2a. There are MANY variables in build-quality, sound-box design, bracing patterns as well as also the strings you use (gauges and tensions) as well as the technique of the player that can mitigate these problems. A good player will be actively listening and adapting their technique to compensate for any lack and to play in such a way that creates an even and balanced sound, despite the expected deficits that one might expect according to the science of it all.


The main thing is based upon the style of music you want to play, and the sounds that you want to create, please do not be afraid to try it either way in order to see what works for YOU.

Hope this helps. :)

Choirguy
12-03-2017, 03:37 PM
Here’s the rule: do what you want. Do be aware that linear tuning may require a larger nut slot. Also try to buy strings that are made for the application (yes, you can find linear Soprano strings). You can also tune up or down depending on what you want to do...again, try to find string sets for this.

zztush
12-03-2017, 07:54 PM
There are string compensations which may affect opposite direction in low G.

A: In our ukulele, thick strings are located in centre in high G. See Eric Clapton and his stratcaster in the figure below. He bends first string which is longest string of the six (yellow line). This compensation in the head stock (above the nut), allows him lower tension than sorter string (green line), because strings move through nut. This compensation works in our ukulele very well and gives thicker strings low tension. This tension is only count when bent or pushing strings. In other word, this tension is not physical tension which we usually talk.

B: Same compensation works between the angle of nut (see the figure below).

C: Some ukulele have saddle angle compensations on bridge, which gives angle and effect when push strings or bend. Green line has more angle and more tension when push the string or bend.

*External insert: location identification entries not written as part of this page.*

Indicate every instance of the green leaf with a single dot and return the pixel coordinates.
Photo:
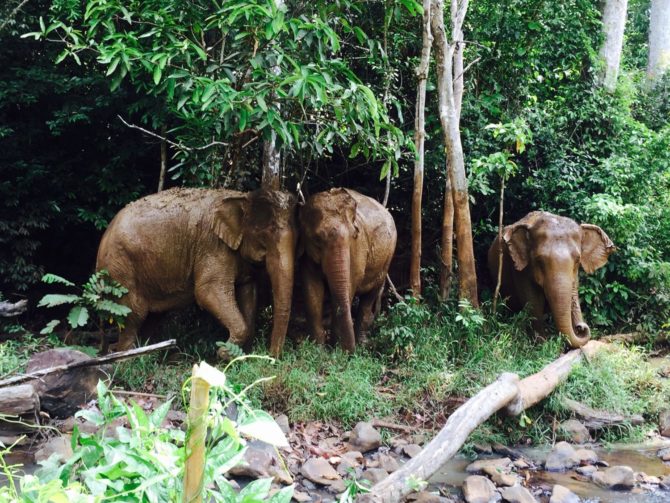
(49, 328)
(78, 316)
(57, 299)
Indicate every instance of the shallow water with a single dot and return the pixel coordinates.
(641, 458)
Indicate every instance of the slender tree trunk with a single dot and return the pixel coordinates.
(419, 138)
(659, 40)
(444, 52)
(271, 157)
(614, 22)
(500, 244)
(161, 177)
(447, 245)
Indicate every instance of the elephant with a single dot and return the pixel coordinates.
(347, 241)
(180, 245)
(542, 253)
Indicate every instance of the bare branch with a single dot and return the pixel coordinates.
(180, 146)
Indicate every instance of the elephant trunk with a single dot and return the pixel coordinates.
(562, 298)
(337, 269)
(280, 265)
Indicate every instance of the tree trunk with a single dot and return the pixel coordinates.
(659, 40)
(419, 138)
(614, 22)
(271, 159)
(444, 52)
(447, 245)
(161, 177)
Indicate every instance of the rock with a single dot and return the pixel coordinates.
(561, 458)
(483, 448)
(375, 475)
(664, 423)
(388, 463)
(517, 494)
(615, 477)
(478, 466)
(586, 457)
(364, 438)
(61, 446)
(562, 494)
(337, 486)
(261, 460)
(587, 471)
(282, 422)
(500, 477)
(574, 431)
(319, 470)
(301, 497)
(412, 450)
(478, 489)
(64, 393)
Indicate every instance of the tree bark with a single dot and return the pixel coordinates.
(614, 22)
(444, 52)
(419, 139)
(271, 178)
(659, 40)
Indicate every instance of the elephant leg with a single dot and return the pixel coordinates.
(132, 324)
(247, 300)
(313, 292)
(366, 314)
(219, 300)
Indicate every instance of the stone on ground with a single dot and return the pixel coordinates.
(479, 489)
(615, 477)
(318, 470)
(364, 438)
(574, 431)
(562, 494)
(61, 446)
(64, 393)
(478, 466)
(517, 494)
(664, 423)
(261, 460)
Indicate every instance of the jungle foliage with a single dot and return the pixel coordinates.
(335, 81)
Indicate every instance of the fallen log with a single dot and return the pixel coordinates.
(507, 392)
(100, 360)
(8, 309)
(597, 419)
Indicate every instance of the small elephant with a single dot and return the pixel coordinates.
(542, 253)
(348, 241)
(180, 245)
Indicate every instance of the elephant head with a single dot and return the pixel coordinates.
(553, 248)
(261, 227)
(329, 226)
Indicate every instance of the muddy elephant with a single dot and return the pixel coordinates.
(542, 253)
(181, 245)
(348, 241)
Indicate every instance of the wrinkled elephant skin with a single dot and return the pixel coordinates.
(183, 245)
(542, 253)
(348, 241)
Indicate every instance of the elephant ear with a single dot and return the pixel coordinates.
(518, 243)
(596, 248)
(228, 221)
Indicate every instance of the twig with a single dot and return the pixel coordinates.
(122, 355)
(180, 146)
(137, 393)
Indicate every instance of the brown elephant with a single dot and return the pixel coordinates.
(181, 245)
(542, 253)
(348, 241)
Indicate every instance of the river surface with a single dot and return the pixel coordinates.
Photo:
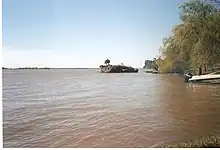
(85, 108)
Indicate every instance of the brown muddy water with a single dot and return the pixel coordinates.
(84, 108)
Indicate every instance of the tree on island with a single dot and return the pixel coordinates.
(107, 61)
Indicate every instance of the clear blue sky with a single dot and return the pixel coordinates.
(83, 33)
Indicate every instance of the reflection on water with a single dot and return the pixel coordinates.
(84, 108)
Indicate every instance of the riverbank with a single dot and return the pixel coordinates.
(204, 142)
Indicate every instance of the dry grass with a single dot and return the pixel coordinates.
(204, 142)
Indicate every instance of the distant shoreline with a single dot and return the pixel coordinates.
(3, 68)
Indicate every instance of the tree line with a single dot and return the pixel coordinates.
(194, 43)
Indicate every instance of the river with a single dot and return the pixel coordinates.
(85, 108)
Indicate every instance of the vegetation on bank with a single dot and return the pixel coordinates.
(204, 142)
(195, 43)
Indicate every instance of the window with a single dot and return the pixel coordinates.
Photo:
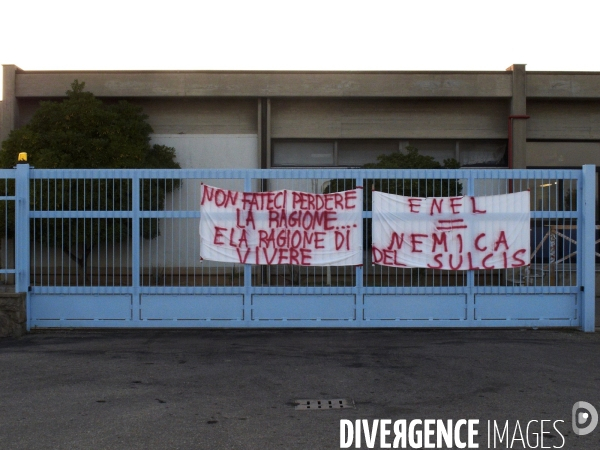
(358, 152)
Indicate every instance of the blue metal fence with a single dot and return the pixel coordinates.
(120, 248)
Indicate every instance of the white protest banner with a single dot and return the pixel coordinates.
(281, 227)
(452, 233)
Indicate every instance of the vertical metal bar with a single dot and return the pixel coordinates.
(22, 250)
(247, 267)
(359, 282)
(136, 246)
(587, 218)
(471, 303)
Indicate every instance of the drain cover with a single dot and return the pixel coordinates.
(336, 403)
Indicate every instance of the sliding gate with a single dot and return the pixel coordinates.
(120, 248)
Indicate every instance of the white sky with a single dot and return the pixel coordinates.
(300, 35)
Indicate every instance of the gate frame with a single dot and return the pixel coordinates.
(584, 292)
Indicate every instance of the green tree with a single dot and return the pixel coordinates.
(411, 159)
(83, 132)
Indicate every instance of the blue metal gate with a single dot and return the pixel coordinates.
(120, 248)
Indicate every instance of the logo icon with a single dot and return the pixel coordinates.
(585, 418)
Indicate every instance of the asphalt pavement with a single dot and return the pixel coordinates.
(239, 389)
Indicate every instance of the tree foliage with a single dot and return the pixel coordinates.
(83, 132)
(411, 159)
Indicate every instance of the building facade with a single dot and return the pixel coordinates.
(250, 119)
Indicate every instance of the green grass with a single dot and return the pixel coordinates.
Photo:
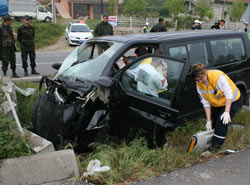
(45, 33)
(11, 142)
(134, 161)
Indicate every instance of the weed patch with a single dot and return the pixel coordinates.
(11, 142)
(134, 161)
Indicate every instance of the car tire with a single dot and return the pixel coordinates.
(47, 19)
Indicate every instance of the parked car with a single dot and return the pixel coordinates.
(93, 95)
(77, 33)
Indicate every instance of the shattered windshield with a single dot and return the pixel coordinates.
(85, 63)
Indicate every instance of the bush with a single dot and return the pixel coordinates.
(12, 145)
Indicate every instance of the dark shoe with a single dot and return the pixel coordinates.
(14, 75)
(34, 72)
(26, 72)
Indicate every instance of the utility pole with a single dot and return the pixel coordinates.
(101, 6)
(53, 12)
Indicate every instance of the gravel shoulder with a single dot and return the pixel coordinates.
(60, 45)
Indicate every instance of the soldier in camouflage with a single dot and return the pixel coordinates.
(160, 27)
(7, 46)
(25, 36)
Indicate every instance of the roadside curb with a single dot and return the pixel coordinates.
(39, 169)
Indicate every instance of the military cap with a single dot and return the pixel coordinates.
(26, 17)
(7, 18)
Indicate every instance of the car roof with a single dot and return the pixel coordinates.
(163, 36)
(78, 24)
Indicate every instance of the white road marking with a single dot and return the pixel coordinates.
(42, 63)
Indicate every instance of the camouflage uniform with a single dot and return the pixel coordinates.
(25, 36)
(7, 48)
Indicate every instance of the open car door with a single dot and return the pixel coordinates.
(147, 93)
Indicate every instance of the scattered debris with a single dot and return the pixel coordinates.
(95, 166)
(228, 151)
(27, 92)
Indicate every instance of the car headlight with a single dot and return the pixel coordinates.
(73, 37)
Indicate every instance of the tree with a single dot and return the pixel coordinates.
(204, 8)
(238, 9)
(155, 5)
(175, 7)
(135, 7)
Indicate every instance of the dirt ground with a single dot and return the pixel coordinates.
(60, 45)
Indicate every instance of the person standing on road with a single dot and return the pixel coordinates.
(103, 29)
(196, 25)
(222, 24)
(145, 29)
(7, 46)
(26, 35)
(160, 27)
(220, 98)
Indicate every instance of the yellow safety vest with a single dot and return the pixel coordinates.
(212, 93)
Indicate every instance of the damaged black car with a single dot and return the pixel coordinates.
(125, 86)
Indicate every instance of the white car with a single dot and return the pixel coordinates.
(77, 33)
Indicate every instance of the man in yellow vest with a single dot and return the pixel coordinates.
(220, 98)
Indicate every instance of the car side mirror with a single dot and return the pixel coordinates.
(56, 66)
(106, 82)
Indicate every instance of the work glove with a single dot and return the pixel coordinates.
(209, 125)
(225, 117)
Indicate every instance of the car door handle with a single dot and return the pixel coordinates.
(164, 114)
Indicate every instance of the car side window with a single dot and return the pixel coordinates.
(198, 53)
(227, 50)
(153, 77)
(178, 52)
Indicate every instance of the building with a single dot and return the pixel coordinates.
(84, 8)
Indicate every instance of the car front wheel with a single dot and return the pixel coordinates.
(47, 19)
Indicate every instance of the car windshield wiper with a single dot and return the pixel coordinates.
(77, 62)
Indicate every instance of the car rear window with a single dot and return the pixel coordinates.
(227, 50)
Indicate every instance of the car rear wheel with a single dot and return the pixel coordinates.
(47, 19)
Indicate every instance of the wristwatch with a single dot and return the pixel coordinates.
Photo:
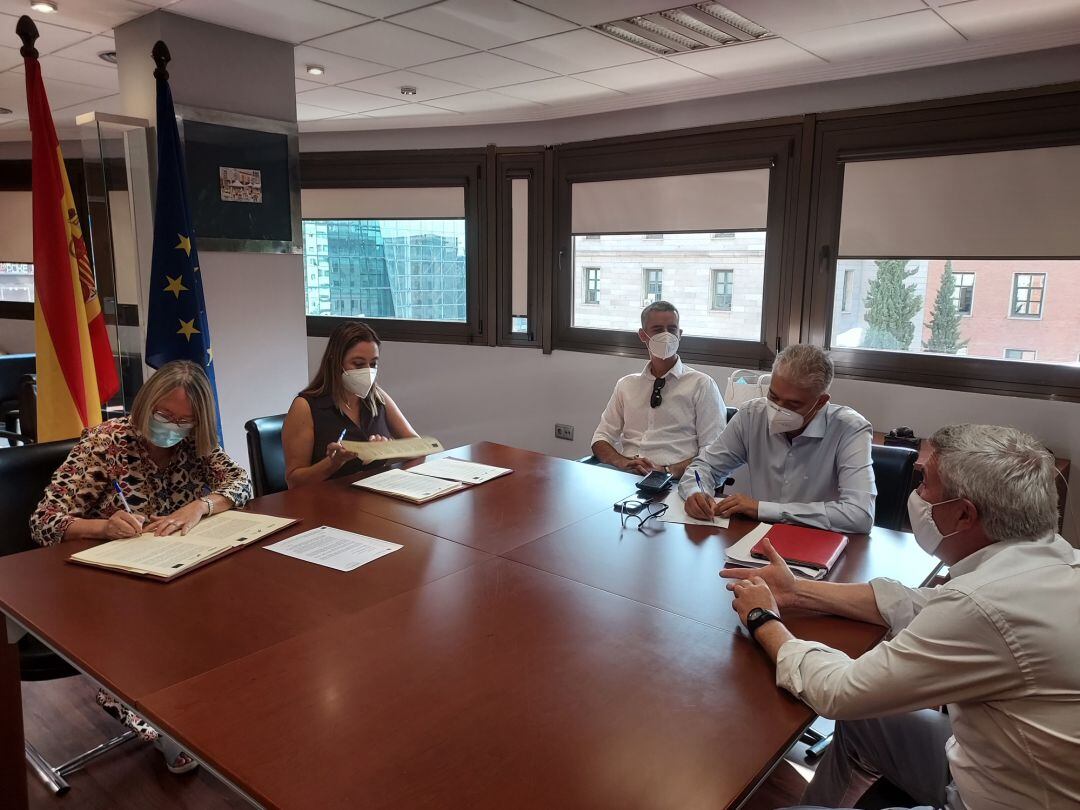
(757, 617)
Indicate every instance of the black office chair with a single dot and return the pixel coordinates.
(25, 472)
(266, 454)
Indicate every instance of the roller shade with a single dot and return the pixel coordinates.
(694, 202)
(382, 203)
(1021, 203)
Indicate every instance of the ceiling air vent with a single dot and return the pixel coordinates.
(686, 28)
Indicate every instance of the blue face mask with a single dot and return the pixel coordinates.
(167, 434)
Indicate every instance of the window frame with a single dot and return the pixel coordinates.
(729, 283)
(780, 146)
(447, 167)
(1021, 120)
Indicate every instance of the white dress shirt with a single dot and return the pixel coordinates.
(690, 416)
(822, 477)
(1000, 644)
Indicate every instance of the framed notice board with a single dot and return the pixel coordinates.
(243, 181)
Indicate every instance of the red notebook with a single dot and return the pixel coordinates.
(802, 545)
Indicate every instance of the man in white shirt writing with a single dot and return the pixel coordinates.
(808, 461)
(659, 419)
(998, 643)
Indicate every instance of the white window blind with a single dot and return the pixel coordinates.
(1009, 204)
(382, 203)
(717, 201)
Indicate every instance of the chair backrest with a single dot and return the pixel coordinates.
(12, 368)
(894, 473)
(266, 454)
(25, 472)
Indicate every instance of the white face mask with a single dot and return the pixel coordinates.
(359, 381)
(663, 346)
(921, 514)
(782, 420)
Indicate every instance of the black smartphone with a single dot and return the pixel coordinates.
(655, 482)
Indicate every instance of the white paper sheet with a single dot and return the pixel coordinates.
(740, 554)
(332, 548)
(408, 485)
(676, 513)
(453, 469)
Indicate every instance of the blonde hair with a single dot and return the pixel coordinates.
(186, 375)
(327, 379)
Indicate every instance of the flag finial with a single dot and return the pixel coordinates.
(161, 58)
(28, 32)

D: Many ukulele has high G compensation (green line). This compensation is given for thin string. Hence low G string may affect bad intonation on such compensation.

https://s17.postimg.org/6fdwliipr/image.png (https://postimg.org/image/m0v85gunv/)

These compensations may affect much more in small instruments than large instruments. But it does't matter in general.

https://s17.postimg.org/qcjtuu49b/jimi-hendrix-little-wing-300x198.jpg (https://postimages.org/)

janeray1940
12-03-2017, 08:05 PM
I'd say it depends on the uke. My go-to low G uke is a longneck soprano - so, essentially concert scale, but with a smaller body, breaking all of the rules and totally defying all of the nay-sayers who say it's for tenor only. But I've tried low G on regular sopranos and didn't care for it, and I've tried it on regular concerts with mixed results - works well on some, while others just sound better reentrant.

Asking this here will get you all kinds of opinions, none of them 100% right or wrong. The best test, IMO, is to buy a single low G string and give it a try.

Croaky Keith
12-03-2017, 10:16 PM
All but a couple of my ukes have Low G or Low D, I like playing tunes/melodies, & they often go below a re entrant's middle C.
You do get a slightly different sound when strumming, compared to re entrant.
Those that aren't in linear tuning, I use occasionally for strumming, when I want something to sound different.
I like linear tuning. :)

LarryS
12-04-2017, 12:52 AM
My advice would be to have at least 2 ukes, one with linear, one with reentrant. Both have their pluses and minuses. Not that I'm trying to encourage people to buy more ukes...:p

Lapyang
12-04-2017, 01:05 AM
I have linear tuning in both soprano and concert. It works fine. Try it and see for yourself. Romero creations XS soprano's default factory tuning is Low G. It sounds great.